Manifestations pulmonaires
- Les manifestations pulmonaires du déficit en A1AT sont représentées par l’emphysème qui fait partie de la bronchopneumopathie obstructive chronique (BPCO).
- L’emphysème pulmonaire est dû à la destruction de la paroi des alvéoles pulmonaires par les enzymes de l’inflammation, dont l’élastase des polynucléaires neutrophiles. Ces enzymes sont libérées après inhalation de la fumée de tabac ou lors de maladies pulmonaires infectieuses par exemple. Le déficit en A1AT induit une diminution des capacités de défense et de réparation tissulaire au niveau pulmonaire.
- Environ 1 à 2% des patients avec emphysème ont un déficit en A1AT.
- Le risque de développer un emphysème pulmonaire est corrélé à l’importance du déficit en A1AT.
- Le tabagisme est le principal facteur de risque de développer un emphysème. Chez les fumeurs avec un déficit en A1AT, l’emphysème survient de manière plus précoce, à partir de 30 ou 40 ans par rapport aux fumeurs sans déficit en A1AT. Chez les non-fumeurs avec un déficit en A1AT, l’emphysème peut survenir plus tardivement (vers 50 ou 60 ans).
- L’exposition aux contaminants aériens professionnels est un autre facteur de risque de développer un emphysème.
- Les signes cliniques de l’emphysème et de la BPCO comprennent l’essoufflement à l’effort et la toux chronique.
- L’emphysème peut évoluer vers l’insuffisance respiratoire chronique, nécessitant l’administration d’oxygène, voire une transplantation pulmonaire.
Manifestations hépatiques
- Les manifestations hépatiques du déficit en A1AT sont la cirrhose hépatique et le carcinome hépatocellulaire (tumeur maligne du foie).
- Au cours du déficit en A1AT, les anomalies de structure de la protéine aboutissent à l’agrégation de cette dernière à l’intérieur des cellules au lieu d’être sécrétée. Ceci induit la mort de ces cellules, et une inflammation chronique aboutissant à une cirrhose du foie.
- Chez le nouveau-né, le déficit en A1AT peut être responsable d’une jaunisse après la naissance. Chez l’enfant et l’adulte, les signes cliniques comprennent une hépatomégalie (foie augmenté de volume), un ictère (jaunisse) et une fatigue. Des signes d’hypertension portale (augmentation de la pression dans les veines de l’abdomen) peuvent s’y associer comme une splénomégalie (augmentation du volume de la rate), une ascite (liquide dans l’abdomen) et des varices œsophagiennes (dilatation des veines de l’œsophage).
- Les manifestations hépatiques surviennent préférentiellement dans la petite enfance et entre 40 et 50 ans.
- La proportion d’individus déficitaires ZZ développant une cirrhose dans l’enfance est de l’ordre de 4 %. Celle-ci survient généralement dans les premières années de la vie.
- La proportion d’individus déficitaires en AAT développant une cirrhose à l’âge adulte est méconnue, et le rôle de facteurs associés comme l’alcool, ou les hépatites virales est sans doute important.

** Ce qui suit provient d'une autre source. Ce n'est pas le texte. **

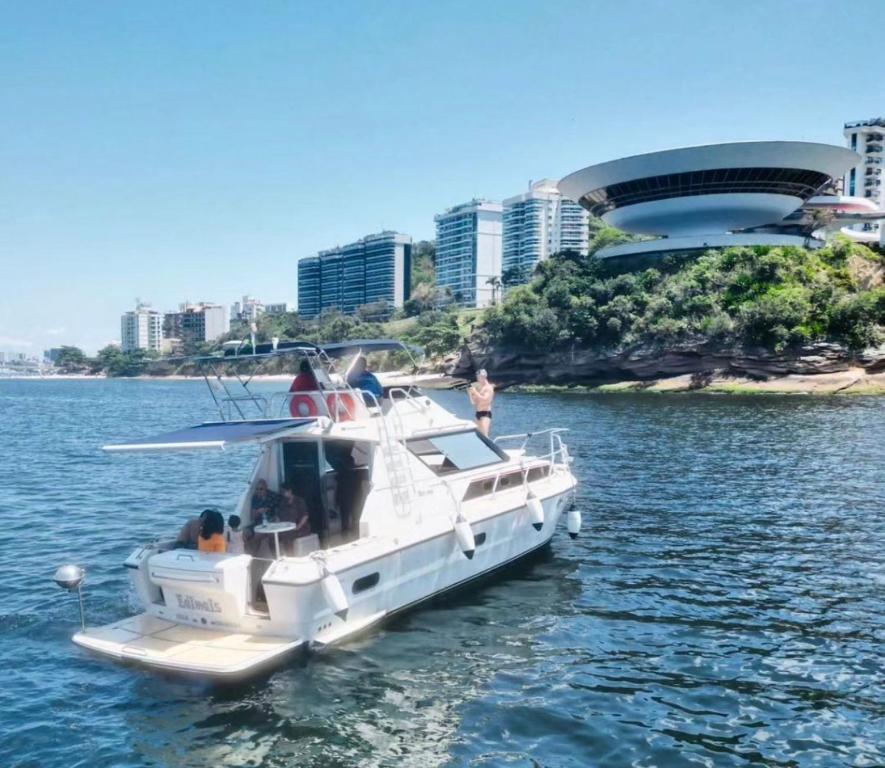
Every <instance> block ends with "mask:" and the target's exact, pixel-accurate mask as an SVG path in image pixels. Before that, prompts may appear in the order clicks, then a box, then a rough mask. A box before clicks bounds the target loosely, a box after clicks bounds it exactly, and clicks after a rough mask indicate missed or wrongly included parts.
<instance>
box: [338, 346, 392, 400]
mask: <svg viewBox="0 0 885 768" xmlns="http://www.w3.org/2000/svg"><path fill="white" fill-rule="evenodd" d="M347 383H348V384H349V385H350V386H351V387H353V388H354V389H359V390H361V391H362V393H363V400H365V401H366V405H376V404H378V403H380V402H381V398H382V397H384V387H382V386H381V382H380V381H378V377H377V376H376V375H375V374H374V373H372V372H371V371H370V370H369V362H368V360H366V356H365V355H358V356H357V358H356V360H354V361H353V365H351V368H350V371H349V372H348V374H347ZM367 393H368V396H367Z"/></svg>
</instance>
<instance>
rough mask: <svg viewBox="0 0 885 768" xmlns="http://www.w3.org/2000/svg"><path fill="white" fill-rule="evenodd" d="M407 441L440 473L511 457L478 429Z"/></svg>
mask: <svg viewBox="0 0 885 768" xmlns="http://www.w3.org/2000/svg"><path fill="white" fill-rule="evenodd" d="M406 445H407V446H408V448H409V450H410V451H411V452H412V453H413V454H415V455H416V456H417V457H418V458H419V459H421V461H423V462H424V463H425V464H426V465H427V466H428V467H430V468H431V469H432V470H433V471H434V472H435V473H436V474H438V475H446V474H449V473H451V472H459V471H463V470H466V469H476V468H477V467H486V466H489V465H490V464H500V463H501V462H503V461H506V460H507V454H506V453H504V452H503V451H502V450H501V449H500V448H498V446H496V445H495V444H494V443H493V442H492V441H491V440H489V439H488V438H485V437H483V436H482V435H480V434H479V432H477V431H476V430H471V431H469V432H450V433H449V434H447V435H435V436H434V437H425V438H420V439H417V440H409V441H407V442H406Z"/></svg>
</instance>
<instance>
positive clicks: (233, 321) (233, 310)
mask: <svg viewBox="0 0 885 768" xmlns="http://www.w3.org/2000/svg"><path fill="white" fill-rule="evenodd" d="M264 312H265V306H264V304H263V303H262V302H260V301H259V300H258V299H253V298H252V297H251V296H243V300H242V302H240V301H235V302H234V303H233V304H231V305H230V319H231V322H237V321H239V322H241V323H254V322H255V321H256V320H257V319H258V318H259V317H261V315H263V314H264Z"/></svg>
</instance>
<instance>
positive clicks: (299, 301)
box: [298, 232, 412, 317]
mask: <svg viewBox="0 0 885 768" xmlns="http://www.w3.org/2000/svg"><path fill="white" fill-rule="evenodd" d="M411 262H412V238H411V237H409V236H408V235H403V234H400V233H399V232H380V233H378V234H376V235H367V236H366V237H363V238H361V239H359V240H357V241H356V242H354V243H349V244H348V245H342V246H337V247H335V248H330V249H329V250H326V251H320V252H319V253H318V254H317V255H316V256H310V257H307V258H304V259H301V260H300V261H299V262H298V314H299V315H301V316H302V317H316V316H317V315H319V314H320V313H321V312H322V311H323V310H333V309H337V310H339V311H341V312H344V313H345V314H352V313H353V312H355V311H356V310H357V309H358V308H359V307H362V306H364V305H366V304H375V303H380V302H383V303H385V304H387V305H388V307H390V308H391V309H392V308H395V307H401V306H402V305H403V302H404V301H405V300H406V299H407V298H408V297H409V287H410V284H411Z"/></svg>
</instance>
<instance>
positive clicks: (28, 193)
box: [0, 2, 885, 354]
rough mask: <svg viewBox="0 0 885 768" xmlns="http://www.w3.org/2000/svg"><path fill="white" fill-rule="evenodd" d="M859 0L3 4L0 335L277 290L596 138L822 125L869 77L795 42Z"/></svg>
mask: <svg viewBox="0 0 885 768" xmlns="http://www.w3.org/2000/svg"><path fill="white" fill-rule="evenodd" d="M452 5H458V4H457V3H455V4H452ZM861 5H863V6H864V10H863V14H864V19H865V24H864V25H863V26H862V27H860V28H857V27H856V24H855V23H854V22H853V19H854V18H856V16H855V14H856V13H857V12H858V7H857V6H855V7H854V8H851V9H849V8H840V7H833V6H832V5H831V4H826V3H823V2H818V3H808V4H805V5H804V6H803V9H802V13H801V14H797V13H796V12H795V6H793V5H792V4H789V3H785V2H784V3H777V2H776V3H767V2H766V3H762V2H750V3H747V4H745V6H742V8H741V12H740V15H737V14H735V13H733V12H731V13H730V12H729V10H728V8H727V6H721V7H720V6H718V4H703V3H689V2H684V3H678V4H673V5H668V6H667V7H666V8H654V7H651V8H649V7H647V6H646V5H641V6H640V4H636V3H633V4H631V3H629V2H627V3H624V4H621V5H619V6H618V7H617V8H613V7H608V6H603V5H598V6H588V5H587V4H577V3H558V4H555V5H553V6H547V7H545V8H536V7H533V6H529V5H521V4H511V5H509V6H508V18H507V21H506V23H503V22H502V20H501V16H500V13H499V12H498V11H497V10H495V9H494V8H491V7H487V8H474V7H473V6H472V5H470V4H463V6H462V7H463V9H464V12H465V14H466V12H467V11H468V10H470V17H471V23H470V24H469V25H464V24H463V23H462V22H463V18H462V17H463V16H464V14H459V13H457V12H456V9H455V10H453V8H452V6H451V5H450V6H448V7H441V6H440V7H432V6H426V7H425V6H420V7H419V6H414V7H413V6H403V5H400V4H394V3H388V4H383V5H379V6H375V7H373V8H372V9H368V8H365V7H362V6H360V5H358V4H355V3H354V4H346V3H345V4H341V5H338V6H335V7H331V8H316V9H314V8H312V9H311V11H310V13H305V12H303V9H299V8H297V7H295V6H292V7H290V8H280V9H277V10H276V11H275V12H265V13H258V12H256V13H240V12H239V11H238V9H236V8H235V7H234V6H224V11H223V12H216V10H215V9H216V6H210V5H208V4H207V5H204V6H199V5H189V6H188V7H187V8H186V9H184V8H174V7H172V6H165V7H160V8H157V7H151V8H148V7H143V8H136V7H124V6H116V7H110V8H109V7H107V6H104V5H99V4H95V5H90V4H78V5H77V6H76V7H74V6H71V7H61V8H54V9H52V11H51V12H50V10H49V8H48V7H40V6H39V5H31V4H29V5H28V6H19V7H11V6H10V7H7V8H6V9H4V10H3V11H2V12H0V20H2V21H3V24H2V26H0V38H2V40H3V43H4V45H3V46H2V47H0V88H2V90H3V92H4V95H5V103H6V104H7V106H8V109H7V114H8V119H7V120H6V121H4V126H3V127H2V128H0V139H2V141H0V146H2V150H0V157H2V160H3V163H4V174H3V178H2V181H0V232H2V238H0V265H2V267H0V269H2V275H0V276H2V278H3V279H2V284H3V285H4V288H5V289H6V290H5V294H6V297H5V299H4V301H3V302H2V303H0V349H8V350H13V351H23V352H28V353H30V354H39V352H40V350H42V349H44V348H49V347H54V346H58V345H59V344H72V345H77V346H81V347H83V348H84V349H86V350H88V351H95V350H96V349H97V348H99V347H101V346H103V345H104V344H105V343H107V342H108V341H110V340H112V338H113V337H114V336H115V335H116V333H115V330H114V329H116V328H117V327H118V324H119V316H120V313H121V312H122V311H124V310H125V309H126V308H128V307H129V306H131V305H132V303H133V298H134V297H135V296H142V297H144V298H145V299H146V300H149V301H150V302H151V303H152V305H153V306H154V307H157V308H158V309H161V310H163V309H165V308H167V307H172V306H175V305H177V304H178V303H179V302H180V301H181V300H182V298H183V297H188V296H191V297H197V298H199V297H207V298H210V299H212V300H213V301H217V302H219V303H222V304H224V305H226V306H227V305H229V304H231V303H232V302H233V301H234V300H235V299H236V298H238V297H239V296H240V295H242V294H243V293H249V294H250V295H254V296H258V297H260V298H261V299H262V300H264V301H275V302H284V301H288V302H290V303H294V301H295V298H296V295H297V286H296V274H297V262H298V260H299V258H301V257H303V256H310V255H313V254H315V253H317V252H318V251H320V250H323V249H325V248H328V247H329V245H330V244H332V243H336V242H338V243H347V242H352V241H353V240H355V239H357V238H359V237H362V236H363V235H365V233H367V232H378V231H382V230H384V229H396V230H397V231H400V232H406V233H408V234H410V235H411V236H412V237H413V238H414V240H415V241H418V240H422V239H432V237H433V231H434V223H433V216H434V214H436V213H438V212H439V211H442V210H445V209H446V208H448V207H450V206H452V205H454V204H457V203H458V202H459V201H464V200H469V199H472V198H474V197H485V198H488V199H492V200H503V199H505V198H507V197H509V196H512V195H514V194H517V193H518V192H519V191H520V190H522V189H524V188H525V186H526V182H527V181H528V179H532V178H534V179H540V178H544V177H552V178H556V177H559V176H562V175H564V174H565V173H567V172H569V171H570V170H571V169H573V168H575V167H581V166H584V165H587V164H591V163H594V162H601V161H604V160H606V159H608V158H610V157H622V156H624V155H629V154H636V153H640V152H646V151H653V150H656V149H662V148H668V147H672V146H684V145H689V144H703V143H716V142H721V141H728V140H752V139H770V138H783V139H794V140H807V141H820V142H825V143H833V144H842V143H843V139H842V131H843V124H844V123H845V122H848V121H852V120H861V119H866V118H868V117H875V116H876V115H878V114H881V113H882V111H883V109H882V107H883V104H882V99H881V94H880V93H879V92H877V90H876V89H875V88H870V86H869V82H868V81H867V80H865V79H864V78H861V77H858V78H850V77H849V78H846V77H845V76H844V74H845V73H844V71H840V70H839V68H838V67H833V66H832V62H831V60H830V58H829V57H828V56H827V55H821V56H820V57H818V58H815V57H813V56H809V55H808V51H809V46H810V44H811V43H812V42H814V41H815V40H823V39H824V38H823V36H824V35H826V40H827V42H828V48H831V49H834V48H837V47H838V45H839V44H840V41H841V42H845V43H847V42H848V41H849V40H850V41H851V44H852V45H853V46H854V45H858V44H861V43H863V44H864V46H865V47H866V48H868V49H873V48H875V46H876V43H877V41H878V32H877V30H878V29H881V26H882V24H881V21H885V8H883V7H882V6H881V4H877V3H869V4H866V5H864V4H861ZM640 8H641V13H640V12H639V11H640ZM688 15H690V16H691V19H692V24H691V25H686V24H685V20H686V19H685V17H686V16H688ZM430 28H432V29H433V36H434V41H435V42H434V46H433V49H428V48H427V46H426V45H425V44H424V40H425V34H424V33H426V31H427V30H428V29H430ZM689 29H691V30H693V31H692V32H691V35H690V37H688V36H687V35H688V31H687V30H689ZM704 29H709V30H712V31H715V34H710V35H704V34H700V33H699V30H704ZM640 33H641V34H640ZM489 39H494V40H495V43H496V44H495V45H494V46H489V45H488V44H487V41H488V40H489ZM594 41H596V43H594ZM333 45H334V46H335V47H336V48H338V49H340V50H342V51H347V52H348V53H347V55H345V56H341V57H332V58H331V59H330V58H329V57H328V56H326V55H324V54H325V53H327V52H328V50H329V48H330V46H333ZM594 46H595V47H594ZM725 49H731V50H740V51H741V56H739V57H729V56H722V55H720V54H721V51H722V50H725ZM456 51H457V55H453V54H454V52H456ZM161 59H162V60H163V61H164V62H165V66H164V67H162V68H157V67H156V66H155V63H156V61H157V60H161ZM318 62H322V66H319V65H318ZM798 62H801V63H798ZM553 71H559V72H561V73H563V74H567V75H568V76H567V77H559V78H551V77H549V73H550V72H553ZM514 79H518V81H519V83H520V89H521V92H522V93H531V94H533V101H532V106H531V108H527V107H526V102H525V100H523V99H518V98H514V92H513V90H512V87H511V86H512V83H513V82H514ZM405 103H408V104H410V105H411V107H410V109H409V111H408V112H406V113H404V112H402V109H401V107H402V104H405ZM760 115H762V116H764V119H759V116H760Z"/></svg>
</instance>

- Le diagnostic de maladie hépatique est généralement évoqué devant une élévation des enzymes hépatiques.
Autres manifestations
- La panniculite est une inflammation de la couche graisseuse sous-cutanée.
- Il s’agit d’une manifestation rare du déficit en A1AT.
- Elle consiste en l’apparition sur la peau de plaques rouges et douloureuses, au niveau du tronc et des extrémités.